Mr Pipoly says: “You rarely end up being as right as we were in this case.” The release of the documents from within the administration, he says, “is a good illustration of the fact that there are still people in government who are there to do the work of government. People that, when asked to present documents, just do it”.
The Trump administration’s attempt to add a question about citizenship to the 2020 census, citing the VRA, also triggered alarm. “For people who work on [voting rights] for a living it was doubly galling,” says Dale Ho, director of voting rights at the American Civil Liberties Union.
The constitutional purpose of the census is to count every person in the US at a given moment, regardless of citizenship. The census plays a big role in the US political framework, from establishing government representation and power within states to determining funding allocations. A question about citizenship posed a risk to a fair census count because immigrants feared that the information would be used to enforce immigration rules.
The ACLU worked with law firm Arnold & Porter to pose a legal challenge under a statute that allows aggrieved parties to see how a decision was made. Lawyers believed that the documentation would reveal the true reason the citizenship question was being added.
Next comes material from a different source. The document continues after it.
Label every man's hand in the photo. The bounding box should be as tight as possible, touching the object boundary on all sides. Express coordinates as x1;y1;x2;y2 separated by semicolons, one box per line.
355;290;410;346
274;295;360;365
Legally, any changes to the census must come from outside the Department of Commerce, which controls the census.
By forcing the government to turn over the administrative record, lawyers established that the request was choreographed to look as if it was an independent request from the justice department, when it had in fact come from the political leadership within the commerce department itself. “Every living census director from both political parties said adding this question was a bad idea,” says John Freedman, partner at Arnold & Porter. “[The department] didn’t do anything to test this question when any change to the census questionnaire is usually a 10-year process where they test it repeatedly.”
The discovery process also revealed a smoking gun: documents existed that had not been shared initially.
The government had “curated documents to provide a misleading picture”, says Mr Ho. Lawyers used that information to retrieve previously withheld documents. The final record was more than 10 times as long as the 1,300 pages initially provided by the administration. These documents “allowed us to build this case brick by brick,” says Mr Ho. The Supreme Court blocked the question from being added to the 2020 census. The Department of Commerce said in a statement that it “acted in good faith and in consultation with counsel at the Department of Justice”.
“The only way you can hold those agencies accountable to Congress and the public is if they are transparent and honest about the reasons why they do things,” says Mr Ho. None of the information was publicly available, he adds. “It took litigation to bring all of that to light.”